At a July 29, 2003, White House meeting with Rice, Attorney General John D. Ashcroft and White House counsel Alberto R. Gonzales present, CIA officials went over the program in detail. Rice commented on the number of times KSM had been waterboarded, 119 at that point. Ashcroft said that he was aware and that it was within what was authorized, according to a CIA memorandum of the meeting. That memo was part of the Senate Intelligence Committee’s recent report but did not include Ashcroft’s comments. A full and declassified version of the memo has been published on a Web site run by former agency officials.

The CIA suspended its interrogation program on two other occasions. One was in response to a critical CIA inspector general’s report in 2004, after which the White House and the Justice Department in May 2005 authorized continued use of 13 techniques.

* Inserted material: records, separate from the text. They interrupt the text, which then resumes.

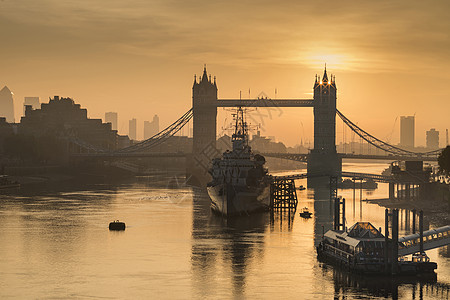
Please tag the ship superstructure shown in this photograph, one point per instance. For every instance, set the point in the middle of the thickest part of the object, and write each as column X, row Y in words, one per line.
column 240, row 183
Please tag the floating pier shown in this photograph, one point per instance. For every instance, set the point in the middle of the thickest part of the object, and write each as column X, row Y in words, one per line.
column 283, row 194
column 364, row 249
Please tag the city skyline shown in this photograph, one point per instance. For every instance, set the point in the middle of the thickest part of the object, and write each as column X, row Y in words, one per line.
column 142, row 57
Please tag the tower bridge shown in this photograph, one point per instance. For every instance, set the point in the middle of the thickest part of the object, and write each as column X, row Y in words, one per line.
column 322, row 159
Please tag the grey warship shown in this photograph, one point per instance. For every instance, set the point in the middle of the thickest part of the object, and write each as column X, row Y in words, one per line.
column 240, row 184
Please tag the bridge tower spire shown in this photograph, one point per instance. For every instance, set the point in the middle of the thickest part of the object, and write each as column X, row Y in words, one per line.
column 323, row 158
column 204, row 105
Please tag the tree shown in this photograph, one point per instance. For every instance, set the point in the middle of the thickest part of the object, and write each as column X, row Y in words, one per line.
column 444, row 161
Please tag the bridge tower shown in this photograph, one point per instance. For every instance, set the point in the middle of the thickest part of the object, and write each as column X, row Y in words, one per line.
column 323, row 159
column 204, row 105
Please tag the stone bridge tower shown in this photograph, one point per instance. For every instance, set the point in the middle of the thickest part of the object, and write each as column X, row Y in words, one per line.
column 323, row 159
column 204, row 104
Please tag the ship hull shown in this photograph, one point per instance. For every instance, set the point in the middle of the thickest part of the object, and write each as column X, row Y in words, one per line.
column 232, row 200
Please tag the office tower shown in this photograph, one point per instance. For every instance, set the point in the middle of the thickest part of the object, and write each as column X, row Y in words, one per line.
column 433, row 139
column 34, row 102
column 151, row 128
column 111, row 117
column 7, row 104
column 407, row 131
column 132, row 129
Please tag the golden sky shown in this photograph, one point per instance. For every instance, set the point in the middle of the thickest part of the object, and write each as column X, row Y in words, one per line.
column 138, row 57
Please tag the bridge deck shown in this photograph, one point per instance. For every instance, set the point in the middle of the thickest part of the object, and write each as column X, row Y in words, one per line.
column 433, row 238
column 265, row 103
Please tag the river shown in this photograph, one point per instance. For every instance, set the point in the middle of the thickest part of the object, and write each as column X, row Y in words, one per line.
column 55, row 244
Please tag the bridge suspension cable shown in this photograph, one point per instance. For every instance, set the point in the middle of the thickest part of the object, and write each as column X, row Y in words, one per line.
column 161, row 136
column 381, row 144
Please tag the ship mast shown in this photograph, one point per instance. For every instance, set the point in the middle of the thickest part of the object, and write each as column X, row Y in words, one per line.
column 240, row 136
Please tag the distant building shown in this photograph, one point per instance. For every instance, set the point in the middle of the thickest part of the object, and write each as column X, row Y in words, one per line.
column 111, row 117
column 132, row 129
column 7, row 104
column 151, row 128
column 407, row 131
column 63, row 118
column 433, row 139
column 123, row 141
column 34, row 102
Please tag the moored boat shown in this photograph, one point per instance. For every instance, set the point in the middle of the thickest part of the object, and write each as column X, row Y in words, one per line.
column 362, row 250
column 7, row 183
column 240, row 184
column 305, row 213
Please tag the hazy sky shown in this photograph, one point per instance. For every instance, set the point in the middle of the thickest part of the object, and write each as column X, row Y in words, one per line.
column 390, row 58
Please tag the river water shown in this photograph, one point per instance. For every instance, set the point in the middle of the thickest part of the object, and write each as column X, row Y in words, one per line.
column 55, row 243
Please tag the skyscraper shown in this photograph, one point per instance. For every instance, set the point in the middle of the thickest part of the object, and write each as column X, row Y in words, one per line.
column 433, row 139
column 111, row 117
column 407, row 131
column 34, row 102
column 151, row 128
column 132, row 129
column 7, row 104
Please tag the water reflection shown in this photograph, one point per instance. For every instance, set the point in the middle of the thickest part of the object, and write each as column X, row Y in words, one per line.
column 221, row 243
column 59, row 244
column 348, row 284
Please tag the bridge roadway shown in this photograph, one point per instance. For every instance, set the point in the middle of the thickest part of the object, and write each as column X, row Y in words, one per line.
column 356, row 176
column 265, row 102
column 301, row 157
column 433, row 238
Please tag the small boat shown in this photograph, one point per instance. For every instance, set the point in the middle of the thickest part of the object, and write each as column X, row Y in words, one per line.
column 7, row 183
column 305, row 213
column 117, row 225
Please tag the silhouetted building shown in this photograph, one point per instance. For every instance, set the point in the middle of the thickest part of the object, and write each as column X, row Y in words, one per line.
column 151, row 128
column 6, row 130
column 7, row 104
column 111, row 117
column 407, row 131
column 34, row 102
column 63, row 119
column 123, row 141
column 433, row 139
column 132, row 129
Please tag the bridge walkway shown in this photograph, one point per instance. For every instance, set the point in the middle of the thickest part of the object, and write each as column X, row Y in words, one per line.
column 433, row 238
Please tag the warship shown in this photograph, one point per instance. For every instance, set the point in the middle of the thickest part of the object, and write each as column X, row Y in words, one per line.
column 240, row 183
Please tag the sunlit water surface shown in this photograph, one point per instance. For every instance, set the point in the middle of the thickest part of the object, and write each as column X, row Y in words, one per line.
column 57, row 245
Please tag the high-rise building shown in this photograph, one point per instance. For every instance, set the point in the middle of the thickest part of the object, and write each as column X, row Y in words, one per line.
column 407, row 131
column 132, row 129
column 62, row 117
column 111, row 117
column 34, row 102
column 433, row 139
column 151, row 128
column 7, row 104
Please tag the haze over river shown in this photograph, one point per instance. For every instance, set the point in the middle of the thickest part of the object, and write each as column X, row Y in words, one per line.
column 55, row 243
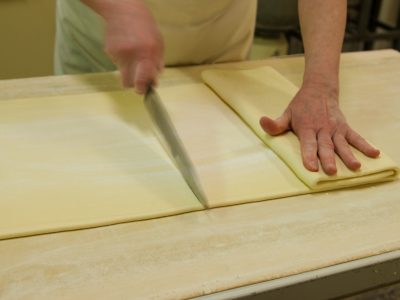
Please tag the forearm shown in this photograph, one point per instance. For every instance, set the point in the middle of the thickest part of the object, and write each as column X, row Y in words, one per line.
column 322, row 24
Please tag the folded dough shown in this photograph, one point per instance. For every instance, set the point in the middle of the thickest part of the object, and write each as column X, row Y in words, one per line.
column 263, row 91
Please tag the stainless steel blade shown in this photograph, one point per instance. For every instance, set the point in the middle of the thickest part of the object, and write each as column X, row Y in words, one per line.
column 172, row 143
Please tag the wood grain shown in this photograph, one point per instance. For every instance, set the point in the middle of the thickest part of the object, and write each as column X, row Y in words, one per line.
column 204, row 252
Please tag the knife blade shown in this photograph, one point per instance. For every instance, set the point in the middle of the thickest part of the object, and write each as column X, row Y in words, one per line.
column 173, row 144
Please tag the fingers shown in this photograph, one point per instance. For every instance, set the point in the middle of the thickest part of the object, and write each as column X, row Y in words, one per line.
column 326, row 152
column 361, row 144
column 278, row 126
column 343, row 149
column 309, row 148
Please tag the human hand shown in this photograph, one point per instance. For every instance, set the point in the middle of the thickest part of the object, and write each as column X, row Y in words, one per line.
column 134, row 44
column 314, row 116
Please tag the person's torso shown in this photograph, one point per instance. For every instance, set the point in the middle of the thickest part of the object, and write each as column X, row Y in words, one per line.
column 194, row 31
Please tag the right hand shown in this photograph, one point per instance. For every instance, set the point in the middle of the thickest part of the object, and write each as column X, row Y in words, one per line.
column 134, row 44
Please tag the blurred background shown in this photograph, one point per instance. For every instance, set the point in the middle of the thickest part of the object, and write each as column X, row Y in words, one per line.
column 27, row 29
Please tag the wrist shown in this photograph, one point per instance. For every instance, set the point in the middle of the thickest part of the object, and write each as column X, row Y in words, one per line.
column 323, row 83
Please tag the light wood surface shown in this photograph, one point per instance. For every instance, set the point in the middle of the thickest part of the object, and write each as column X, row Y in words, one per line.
column 208, row 251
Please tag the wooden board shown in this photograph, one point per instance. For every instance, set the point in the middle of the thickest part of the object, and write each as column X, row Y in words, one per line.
column 204, row 252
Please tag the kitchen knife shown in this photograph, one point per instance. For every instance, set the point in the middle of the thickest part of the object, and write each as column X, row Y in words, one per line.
column 172, row 142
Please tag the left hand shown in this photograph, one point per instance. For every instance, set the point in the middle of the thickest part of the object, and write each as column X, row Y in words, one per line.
column 314, row 116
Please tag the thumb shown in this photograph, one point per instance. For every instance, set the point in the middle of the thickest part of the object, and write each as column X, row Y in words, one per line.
column 278, row 126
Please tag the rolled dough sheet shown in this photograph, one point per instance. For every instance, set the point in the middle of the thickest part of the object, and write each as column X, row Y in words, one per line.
column 233, row 165
column 80, row 161
column 263, row 91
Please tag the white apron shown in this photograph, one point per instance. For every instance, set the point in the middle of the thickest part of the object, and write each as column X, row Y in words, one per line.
column 194, row 32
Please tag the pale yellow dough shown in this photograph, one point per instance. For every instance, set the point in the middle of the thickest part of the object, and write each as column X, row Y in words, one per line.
column 72, row 162
column 263, row 91
column 81, row 161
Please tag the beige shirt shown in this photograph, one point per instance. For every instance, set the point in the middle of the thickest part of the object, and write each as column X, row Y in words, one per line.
column 194, row 32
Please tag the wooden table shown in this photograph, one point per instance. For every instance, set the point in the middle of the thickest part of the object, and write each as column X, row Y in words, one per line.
column 330, row 243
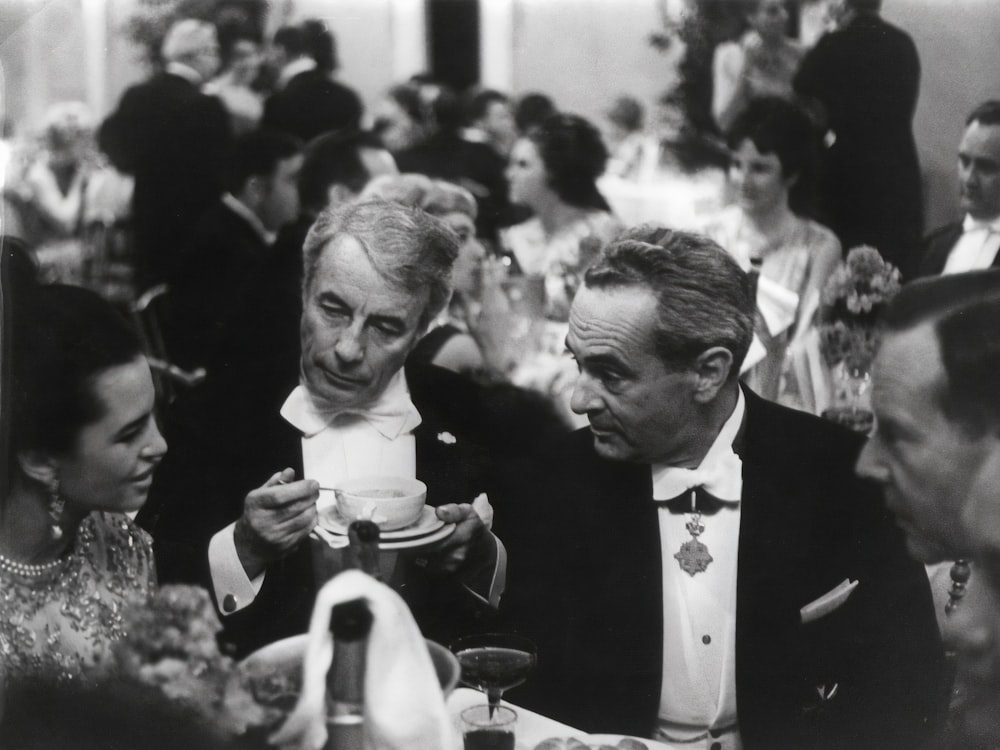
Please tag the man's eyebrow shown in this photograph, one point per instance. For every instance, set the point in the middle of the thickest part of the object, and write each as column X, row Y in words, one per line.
column 394, row 319
column 330, row 296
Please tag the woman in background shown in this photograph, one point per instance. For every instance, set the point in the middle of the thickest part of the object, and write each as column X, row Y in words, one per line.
column 761, row 63
column 553, row 171
column 449, row 342
column 83, row 445
column 773, row 153
column 241, row 56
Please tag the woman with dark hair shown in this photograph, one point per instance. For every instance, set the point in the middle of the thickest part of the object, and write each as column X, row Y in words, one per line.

Thereafter, “enhanced interrogation” techniques were used on five detainees through December 2005, when another suspension was begun.

It was against that record Congress passed legislation that immunized former interrogators and others in the program.

Those calling for another federal criminal investigation based on the Senate panel’s report should realize they are not only dealing with an incomplete record but forgetting history.